I have seen the last of the things that are gone, brooded the poet Padraic Colum. But then so have we all. We have seen them clustered outside the plate-glass doors of offices or under the flapping canvas awnings ouside pubs, these last irreconcilables inhaling in the wind and rain. And the crazy thing is that they are acquiring a tattered dignity, which presumably was the last thing the authorities and the doctors thought would result when they got their ban on smoking in enclosed public spaces.
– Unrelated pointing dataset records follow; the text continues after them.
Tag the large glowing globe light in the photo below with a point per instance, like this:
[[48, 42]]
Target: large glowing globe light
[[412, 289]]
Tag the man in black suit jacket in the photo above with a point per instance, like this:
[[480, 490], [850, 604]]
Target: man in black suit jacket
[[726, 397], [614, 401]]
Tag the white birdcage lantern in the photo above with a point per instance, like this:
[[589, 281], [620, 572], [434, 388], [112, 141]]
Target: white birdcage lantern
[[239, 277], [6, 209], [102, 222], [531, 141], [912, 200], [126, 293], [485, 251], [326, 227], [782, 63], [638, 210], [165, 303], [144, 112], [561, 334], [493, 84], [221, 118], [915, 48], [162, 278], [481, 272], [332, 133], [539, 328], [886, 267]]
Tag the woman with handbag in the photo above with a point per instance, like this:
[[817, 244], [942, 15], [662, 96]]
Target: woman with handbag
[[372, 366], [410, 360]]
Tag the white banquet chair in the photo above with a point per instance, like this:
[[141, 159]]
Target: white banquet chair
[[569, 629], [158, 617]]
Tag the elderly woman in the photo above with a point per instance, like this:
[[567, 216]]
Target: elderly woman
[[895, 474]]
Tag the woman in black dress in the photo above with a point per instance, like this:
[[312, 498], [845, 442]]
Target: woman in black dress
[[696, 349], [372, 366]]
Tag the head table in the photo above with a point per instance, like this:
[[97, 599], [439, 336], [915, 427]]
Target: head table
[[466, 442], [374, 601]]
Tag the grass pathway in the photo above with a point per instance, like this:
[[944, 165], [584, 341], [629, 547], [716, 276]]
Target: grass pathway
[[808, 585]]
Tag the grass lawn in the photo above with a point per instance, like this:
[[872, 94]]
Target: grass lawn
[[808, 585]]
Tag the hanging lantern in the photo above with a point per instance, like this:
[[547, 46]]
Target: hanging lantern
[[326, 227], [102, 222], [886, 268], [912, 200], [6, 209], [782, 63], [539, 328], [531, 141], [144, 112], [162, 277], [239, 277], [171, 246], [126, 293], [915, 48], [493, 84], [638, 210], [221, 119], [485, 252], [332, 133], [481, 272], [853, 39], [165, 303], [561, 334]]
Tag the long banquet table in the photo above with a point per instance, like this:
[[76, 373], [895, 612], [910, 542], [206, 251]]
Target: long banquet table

But what happens when their ranks thin, when eventually just one is left, as the last old Jacobite was left in some Paris café? Will our descendants need footnotes to appreciate the touching little human drama of the night Princess Margaret stubbed her fag out in the Papal Nuncio’s steak? Will they puzzle over the post-coital smoke (which the American columnist Florence King said was the thing she missed most about sex), or the cigarette denied a Texas prisoner as his last request before execution, as this was considered bad for his health? Will they just accept that or see it as the blackest of black humour?

The young already need glossaries to understand coffin nails and gaspers; they need to have the kindness of Woodbine Willy explained, the vicar who moved through the Trenches distributing fags; and as for jokes involving the slogans ‘cool as a mountain stream’ or ‘You’re never alone with a Strand’, a campaign which failed as punters actually came to associate the brand with loneliness, they just look on blankly. For a whole sub-culture is disappearing, which provided us with metaphor, humour (and death), just as that around witchcraft and the sanitation of castles disappeared.